Judging from the decalcified bone data, osteoblast activity was on the decline after 7 days. Therefore, the week between calcein incorporation (days 15 and 22) in the undecalcified specimens was catching bone formation on the downswing after a single injection of SIM. It is noted, however, that bone formation was still a predominant activity during that period on the lateral bone surface. There was almost no resorption activity preceding bone formation at day 3 or 7. This result is consistent with in vitro studies showing a decreased measure of osteoclastic potential (RANKL/osteoprotegrin mRNA) caused by simvastatin in mouse bone cell culture [27
]. In a recent report, twice weekly injections of simvastatin appeared to reduce bone resorption in a ligature-induced rat periodontitis model [28
]. However, in our studies, osteoclast surface was 4% of the total bone surface at 24 days, implying a remodeling process at that later time. Bone modeling can be defined by continuous bone formation without the necessity of a previous resorption phase, so we consider simvastatin-induced bone formation as a modeling, not remodeling process. However, later remodeling resulted in either bone resorption and reshaping of the new bone. This remodeling response and effects were evaluated in long–term studies of the fate of the new bone in a non-defect, non-implant model at 90 days after application of drug. About 45–75% of the ratio of new bone to old bone at 24 days was reduced at 90 days after simvastatin application (). This resorption may be caused by the tension of overlying tissue and the non-physiologic shape without functional loading. This implies that stressing bone with an implant or root structure providing proper loading is an essential requisite for protection of functional bone. In spite of the limitations of the current model, however, 55% of the maximum new bone formed following multiple SIM-INJ was retained at 90 days, significantly greater than controls.

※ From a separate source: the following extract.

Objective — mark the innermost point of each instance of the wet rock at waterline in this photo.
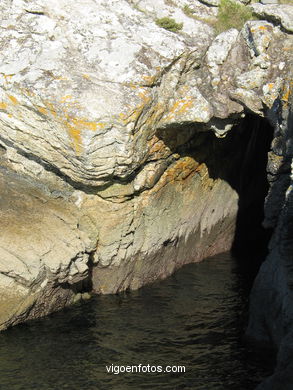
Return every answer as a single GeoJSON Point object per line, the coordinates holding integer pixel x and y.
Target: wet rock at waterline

We measured mechanical properties of mandibles at 24 and 90 days to characterize the new bone, which was woven bone at 24 days with a highly increased bone formation rate (). Increased bone volume was expected to increase both fracture force and stiffness. This was observed at 24 days for the injection sites, where these mechanical properties were 1.4–1.5 times higher than controls. Bone remodeling by 90 days reduced bone volume, lowered fracture force by 30% and stiffness by 25%, with values not significantly different than controls. However, the observation that injection sites maintained mechanical properties that were 1.3 times higher that controls implies that new mature bone was present and exerting mechanical advantage to existing bone structure. Dome placement, on the other hand, was ineffective at producing improved mechanical performance at either 24 or 90 days.